As I was hiking up the hill with the other middle-aged ladies out Doing Business, a woman came up to me and said a rapid sentence in Czech. I understood two words, and they were both street names. I guessed that she was asking for directions, and I repeated the street name I recognized, Narodni. Ano, she said, and then called something to her friend that I guessed was, "Hey, she's got a map!". I showed this person the map and pointed to Narodni Street. Ze? She said pointing down the street. Ano, I said, Ze. I think this meant something like, yes, that way. I recognized the work Djekui as thank you, and I just smiled and waved because I do not yet have the Czech for, you're welcome, in my brain. Nonetheless, that worked out well.

Alas my next attempt at interaction with the grocery store clerk went less well. Grocery stores cause me great anxiety because I was yelled at once in a Swiss grocery store because I did not weigh my apples and mark them before I got to the register. This negative feedback on my lack of grocery cultural competence taught me to do a great deal of observation before getting to the register. I had already observed that you do not get your change in your hand. Instead you let the change be put into a little indentation on the counter and then pick it up, unless it is at a street cart where there is not a cup. Anyway, I got my stuff, and spent a few minutes watching people check out. I noticed that the checkout lady didn't like to make change as well.
I also noticed that she weighed the stuff herself, so I didn't need to weigh anything myself. I had read that I needed my own bag, and I had that. With all my planning ready, I prepared to effect my grocery buying plan.
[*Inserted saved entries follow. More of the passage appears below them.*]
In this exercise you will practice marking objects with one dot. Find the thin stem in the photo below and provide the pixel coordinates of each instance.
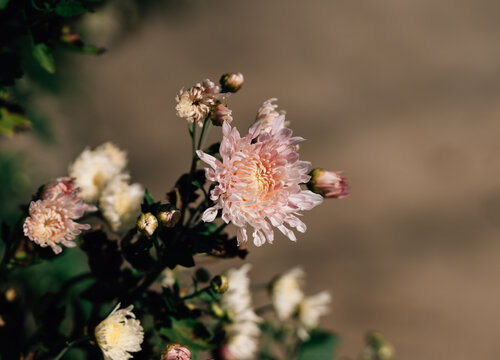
(68, 346)
(196, 293)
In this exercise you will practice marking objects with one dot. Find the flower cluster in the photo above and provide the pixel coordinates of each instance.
(102, 176)
(290, 302)
(51, 219)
I put my stuff on the belt, and she ran it all through. She said a long sentence to me that started with Dobry Den and I think that she wanted to know if I had a Tesco savings card. unprepared for that, I was silent, but I should have said Dobry Den back. I'll try that next time. She then pushed all my stuff through and took out a plastic bag for my stuff! Neh, I said and held up my bag. She put the bag away and let me bag my stuff. That seemed okay. Then came the exchange of cash. It was 171 koruna. I pulled out a 100 note,and started to fish for change, since I thought this is her preference. It was, but I was too slow. She leaned over and took the right change out of my hand. It happened really fast! I was sad I was so slow. The numbers came up quickly, I wasn't wearing glasses, and I had to read each coin. *sigh*. Next time, I will be better aware of my coins, and I will greet properly. Was it instrumentally successful? Yes. I got my groceries. Was it socially successful? No. I look forward to the day when I have an service interaction with a Czech person where I do not annoy that person.